Snipers working for one company fatally shot three guards working at the state-run al-Iraqiya television station in Baghdad on Wednesday morning, the director of the station's parent company said in an interview.
The security contractors were accompanying foreign dignitaries who were visiting the Justice Ministry, which is across the street from the station's headquarters, said Habib al-Sadr of the Iraqi Media Network.
Sadr said the three slain guards, Azhar Abdullah Ali, Nibras Muhammad Dawood and Sabah Salman Hassoon, were all in their early 20s. "Not a single bullet was shot toward the ministry building," he said.
The Iraqi guards "had full control of themselves not to attack back. I gave orders, personally gave orders, not to shoot back so that things didn't get worse and we didn't lose more men."
Lou Fintor, a spokesman for the U.S. Embassy in Iraq, said the incident was under investigation.
It was unclear what company the contractors worked for and whether they were escorting U.S. diplomats.
Also Thursday, defense contractor KBR, a Halliburton subsidiary formerly known as Kellogg Brown and Root, said U.S. military personnel fatally shot a KBR truck driver and wounded another employee near a checkpoint outside a military facility in Balad, north of Baghdad.
"Our thoughts and prayers are with the family of the truck driver who was killed," Halliburton spokeswoman Melissa Norcross said in an e-mail. "The wounded truck driver was transported to the Air Force Theater Hospital and has since been treated and released."
Another KBR employee, Hector Patino, 58, was killed Jan. 13 in the Green Zone in Baghdad in another apparent friendly-fire incident.
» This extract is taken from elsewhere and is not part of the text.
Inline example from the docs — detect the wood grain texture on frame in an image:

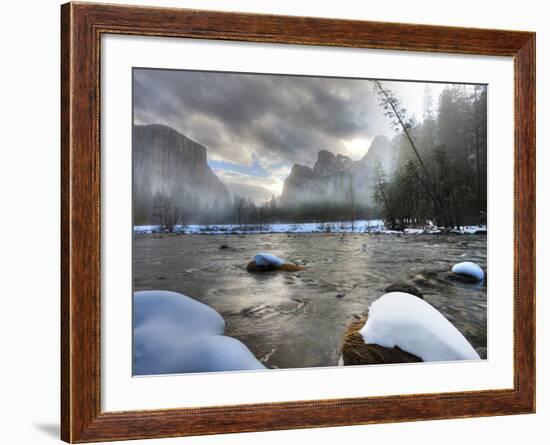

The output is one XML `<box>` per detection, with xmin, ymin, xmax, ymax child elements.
<box><xmin>61</xmin><ymin>3</ymin><xmax>535</xmax><ymax>442</ymax></box>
Norcross said she could not release the names of the employees shot Wednesday. The U.S. military in Baghdad did not respond to an e-mail inquiry about the incident.
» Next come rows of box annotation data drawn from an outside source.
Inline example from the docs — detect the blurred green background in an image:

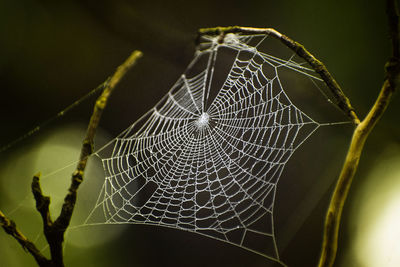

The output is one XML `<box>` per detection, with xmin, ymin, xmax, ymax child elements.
<box><xmin>0</xmin><ymin>0</ymin><xmax>400</xmax><ymax>266</ymax></box>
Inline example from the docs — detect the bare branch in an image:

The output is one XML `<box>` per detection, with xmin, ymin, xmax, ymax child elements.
<box><xmin>319</xmin><ymin>0</ymin><xmax>400</xmax><ymax>267</ymax></box>
<box><xmin>0</xmin><ymin>51</ymin><xmax>142</xmax><ymax>267</ymax></box>
<box><xmin>199</xmin><ymin>26</ymin><xmax>360</xmax><ymax>125</ymax></box>
<box><xmin>0</xmin><ymin>211</ymin><xmax>49</xmax><ymax>266</ymax></box>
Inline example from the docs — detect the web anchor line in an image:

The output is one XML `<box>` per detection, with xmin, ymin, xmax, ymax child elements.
<box><xmin>76</xmin><ymin>33</ymin><xmax>351</xmax><ymax>266</ymax></box>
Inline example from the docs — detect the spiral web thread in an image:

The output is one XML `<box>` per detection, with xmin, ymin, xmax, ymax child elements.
<box><xmin>86</xmin><ymin>34</ymin><xmax>321</xmax><ymax>265</ymax></box>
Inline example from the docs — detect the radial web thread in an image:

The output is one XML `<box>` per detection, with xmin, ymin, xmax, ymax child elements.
<box><xmin>86</xmin><ymin>34</ymin><xmax>328</xmax><ymax>265</ymax></box>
Fintor, the embassy spokesman, said the death was under investigation.
KBR has lost 98 employees to "hostile action" in Iraq, Afghanistan and Kuwait, Norcross said.
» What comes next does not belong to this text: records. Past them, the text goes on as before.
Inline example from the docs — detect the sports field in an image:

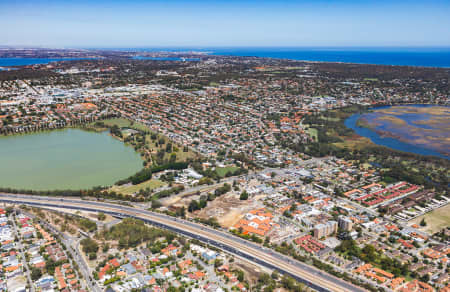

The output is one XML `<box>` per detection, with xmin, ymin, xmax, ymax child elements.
<box><xmin>410</xmin><ymin>204</ymin><xmax>450</xmax><ymax>234</ymax></box>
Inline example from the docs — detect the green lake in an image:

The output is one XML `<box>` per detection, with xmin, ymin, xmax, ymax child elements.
<box><xmin>0</xmin><ymin>129</ymin><xmax>142</xmax><ymax>190</ymax></box>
Also Thursday, the military disclosed the deaths of four Marines killed in two incidents in Anbar province in western Iraq.
In Balad, a police official said armed men dressed in Iraqi military uniforms attacked a farmhouse northeast of the city early Thursday, killing 16 members of a Sunni family and wounding two. The home belonged to Amar Fadhil Rufaie, said Capt. Hassan al-Rufaie.
A neighbor, Amad Rufaie, said 12 cars entered the farm area and heavy gunfire ensued. When he went to see what had happened, he found 18 people on the ground, all but two of them dead. Many people in the area belong to the Rufaie tribe.
Correspondent Joshua Partlow and special correspondents Saad al-Izzi, Naseer Nouri and Waleed Saffar contributed to this report.